Sure, most people took trigonometry in high school, or college, and wondered when it would be useful. It was handy in calculus, if that course was also taken, but then it becomes one of those interesting why did I ever learn it kind of things.

Computer graphics is the reason to review it. Hopefully this will be a gentle reminder, and something that can be applied right away. There shouldn't be anything scary here, and it should be a reminder, and not something that requires hours of complex math to have it make any sense. This will apply to computer graphics, and will show shortcuts in ways that make sense.

I will assume that there is some facility that can be used to draw the computer graphics with. Even using a spreadsheet, some of these concepts can be figured and displayed. Most spreadsheets will allow Sine and Cosine calculations and a table of Y and X values to be plotted. Using that concept, most of these ideas can be visualized.

Starting with those two functions that didn't seem to have any relation to anything, Sine and Cosine. The Sine button returns some number when entered in a calculator. That number is kind of a percentage of the way around the circumference of a circle, or at least a quarter of one, since it goes negative about half way, and the numbers repeat on the odd quarters. Cosine is similar to the Sine, but it repeats in the middle two quarters, and starts at 1 instead of 0.

The diagram above shows the relationship to the circle, angles and the functions. Notice that the X position of the outer end of the line is the Cosine value, and the Y position of that same end is the Sine value. The X and Y value of the other end of the line will be the center of the circle or 0,0. This is called the "unit circle" since the radius of the circle is 1. To make the circle larger or smaller, just multiply the returned Sine and Cosine value by the radius desired.

Angles can be measured in degrees or radians.
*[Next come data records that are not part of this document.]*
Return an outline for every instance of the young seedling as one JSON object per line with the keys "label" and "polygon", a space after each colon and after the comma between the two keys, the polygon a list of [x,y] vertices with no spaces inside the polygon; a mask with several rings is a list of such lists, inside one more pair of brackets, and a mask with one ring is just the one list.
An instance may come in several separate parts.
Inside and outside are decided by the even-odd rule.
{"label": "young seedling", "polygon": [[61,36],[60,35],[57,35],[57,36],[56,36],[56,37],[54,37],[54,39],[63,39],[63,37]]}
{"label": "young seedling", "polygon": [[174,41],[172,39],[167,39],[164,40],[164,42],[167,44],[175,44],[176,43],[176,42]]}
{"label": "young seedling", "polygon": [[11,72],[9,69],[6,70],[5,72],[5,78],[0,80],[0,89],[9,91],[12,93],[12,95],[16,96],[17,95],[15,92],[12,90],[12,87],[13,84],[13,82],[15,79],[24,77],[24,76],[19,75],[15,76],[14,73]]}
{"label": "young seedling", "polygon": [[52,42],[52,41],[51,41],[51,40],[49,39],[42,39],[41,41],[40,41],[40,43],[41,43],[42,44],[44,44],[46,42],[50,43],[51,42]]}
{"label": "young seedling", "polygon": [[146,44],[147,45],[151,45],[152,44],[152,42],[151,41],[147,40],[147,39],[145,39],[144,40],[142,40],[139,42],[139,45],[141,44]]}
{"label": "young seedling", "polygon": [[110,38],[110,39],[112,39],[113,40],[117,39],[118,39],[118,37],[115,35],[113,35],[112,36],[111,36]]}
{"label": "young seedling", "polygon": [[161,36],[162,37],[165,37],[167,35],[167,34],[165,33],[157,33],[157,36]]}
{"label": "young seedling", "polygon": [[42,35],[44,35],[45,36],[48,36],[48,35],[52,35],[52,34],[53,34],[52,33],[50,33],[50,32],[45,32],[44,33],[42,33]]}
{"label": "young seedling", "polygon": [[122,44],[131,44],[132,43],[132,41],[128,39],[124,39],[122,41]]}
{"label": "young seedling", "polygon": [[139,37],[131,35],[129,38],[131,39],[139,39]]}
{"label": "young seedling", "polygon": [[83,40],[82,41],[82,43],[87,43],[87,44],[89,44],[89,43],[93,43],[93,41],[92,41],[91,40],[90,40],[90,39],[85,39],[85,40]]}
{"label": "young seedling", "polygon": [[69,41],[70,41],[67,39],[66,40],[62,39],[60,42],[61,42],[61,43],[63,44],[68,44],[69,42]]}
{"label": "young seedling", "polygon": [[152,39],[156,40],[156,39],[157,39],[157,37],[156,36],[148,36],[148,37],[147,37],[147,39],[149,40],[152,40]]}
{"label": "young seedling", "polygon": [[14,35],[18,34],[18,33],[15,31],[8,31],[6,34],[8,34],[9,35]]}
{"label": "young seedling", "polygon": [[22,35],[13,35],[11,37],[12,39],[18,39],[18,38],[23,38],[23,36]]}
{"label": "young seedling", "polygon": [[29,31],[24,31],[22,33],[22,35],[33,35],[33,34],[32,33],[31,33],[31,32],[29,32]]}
Most people are comfortable using degrees, since they tend to be whole numbers, starting with 0 and going to 360. Computers work better in radians, which is values between 0 and 2*pi, but they also come with conversion capabilities. In Java, the Math class library contains toDegrees and toRadians static methods. Pass a degree value to the toRadians function, and the computer will return the equivalent angle in radians.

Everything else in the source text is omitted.